Finance Minister Peer Steinbrueck and Economy Minister Karl-Theodor zu Guttenberg said that GM had put in an eleventh-hour request for an extra 300 million euros (415 million dollars) from the German government for Opel.
"GM again confronted us with new figures," zu Guttenberg told reporters after the talks in the German capital, with Steinbrueck calling it "pretty scandalous."
Zu Guttenberg also said that the US "could have made more of an effort" with its choice of representative at the discussions, which included GM as well as three firms bidding to buy a stake in the firm's European operations.
"We have made a fresh request to the US Treasury and we expect a response before Friday," he said, calling its input so far "marginal, to put it politely."
Steinbrueck also said that he did not want German government money to go "outside Europe's borders."
The talks were attended by representatives from GM as well as from three firms that have filed formal "letters of intent" in Berlin to buy stakes in GM Europe, which includes Opel in Germany and Vauxhall in Britain.
One result of the discussions was that now only a Russian-backed bid from Canadian auto parts maker Magna and a second from Italy's Fiat remain in the running.
Fiat, Magna and Brussels-based RHJ International had last week filed expressions of interest with the German government, which is offering billions of euros in loan guarantees to keep the company afloat.
Of the three offers for Opel, Canadian car parts maker Magna is seen as having the best chance of winning German approval, with unions and centre-left Social Democrat members of the governing coalition backing it.
It has teamed up with Russia's top bank, state-controlled Sberbank, for a bid that would see precious metals tycoon Oleg Deripaska's truck company GAZ making Opel vehicles in Russia.
Fiat wants to combine General Motors' European and Latin American operations with Chrysler, in which it has secured a 20-percent stake, to create the world's second largest automaker after Toyota of Japan.
Wednesday night's meeting was also aimed at agreeing on putting Opel in a trust to keep it operating with a 1.5-billion-euro (2.1-billion-dollar) government loan.
This model was given a boost on Wednesday by Opel's announcement that GM had transferred to it control of GM's European factories and its patents, allowing the firm still to operate in the event of a bankruptcy of the US giant.

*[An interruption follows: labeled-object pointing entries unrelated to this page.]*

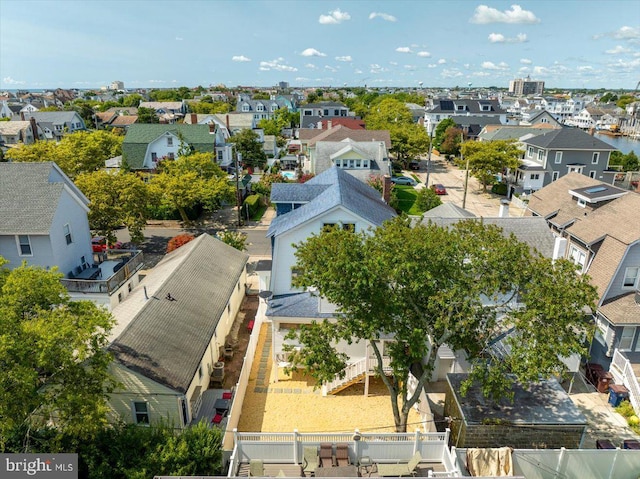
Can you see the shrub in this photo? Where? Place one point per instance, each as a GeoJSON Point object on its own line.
{"type": "Point", "coordinates": [499, 189]}
{"type": "Point", "coordinates": [251, 205]}
{"type": "Point", "coordinates": [179, 240]}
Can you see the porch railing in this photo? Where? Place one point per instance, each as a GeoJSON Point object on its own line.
{"type": "Point", "coordinates": [623, 373]}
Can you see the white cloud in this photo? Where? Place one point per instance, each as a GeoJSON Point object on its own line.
{"type": "Point", "coordinates": [493, 66]}
{"type": "Point", "coordinates": [384, 16]}
{"type": "Point", "coordinates": [627, 33]}
{"type": "Point", "coordinates": [618, 50]}
{"type": "Point", "coordinates": [278, 65]}
{"type": "Point", "coordinates": [334, 17]}
{"type": "Point", "coordinates": [500, 38]}
{"type": "Point", "coordinates": [11, 81]}
{"type": "Point", "coordinates": [485, 14]}
{"type": "Point", "coordinates": [312, 52]}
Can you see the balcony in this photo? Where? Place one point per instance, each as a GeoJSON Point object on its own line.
{"type": "Point", "coordinates": [110, 271]}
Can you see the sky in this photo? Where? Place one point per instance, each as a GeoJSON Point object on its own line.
{"type": "Point", "coordinates": [422, 43]}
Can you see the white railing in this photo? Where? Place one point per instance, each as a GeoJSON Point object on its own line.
{"type": "Point", "coordinates": [288, 448]}
{"type": "Point", "coordinates": [623, 374]}
{"type": "Point", "coordinates": [243, 379]}
{"type": "Point", "coordinates": [352, 371]}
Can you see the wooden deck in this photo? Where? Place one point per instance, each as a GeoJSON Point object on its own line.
{"type": "Point", "coordinates": [293, 470]}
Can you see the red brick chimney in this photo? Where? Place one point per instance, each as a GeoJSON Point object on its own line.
{"type": "Point", "coordinates": [386, 188]}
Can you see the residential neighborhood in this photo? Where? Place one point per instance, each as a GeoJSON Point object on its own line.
{"type": "Point", "coordinates": [310, 266]}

"If GM goes bankrupt, we don't want the lights going out at Opel," Vice-Chancellor Frank-Walter Steinmeier, who is challenging Angela Merkel for the chancellorship in September elections, told reporters late on Wednesday.
GM employs 55,000 people Europe-wide, including around 7,000 in Spain, 4,700 in Britain at Vauxhall, 4,000 in Sweden at Saab, 3,600 in Poland, 2,600 in Belgium and 1,800 in Italy.
The German government came under attack from other European countries on Wednesday, with Britain and Belgium pressing Berlin not to strike a deal that would protect German workers at the expense of employees elsewhere.
The European Commission in Brussels called for a meeting of European finance and industry ministers on the issue "as soon as possible."
GM's bankruptcy was looking increasingly likely, meanwhile, with its announcement that it had failed to convince enough of its bondholders to accept a crucial deal that was a key element in its restructuring plans.
GM is widely expected to throw in the towel ahead of a June 1 deadline imposed by President Barack Obama's government, which has provided the automaker with billions of dollars in emergency loans.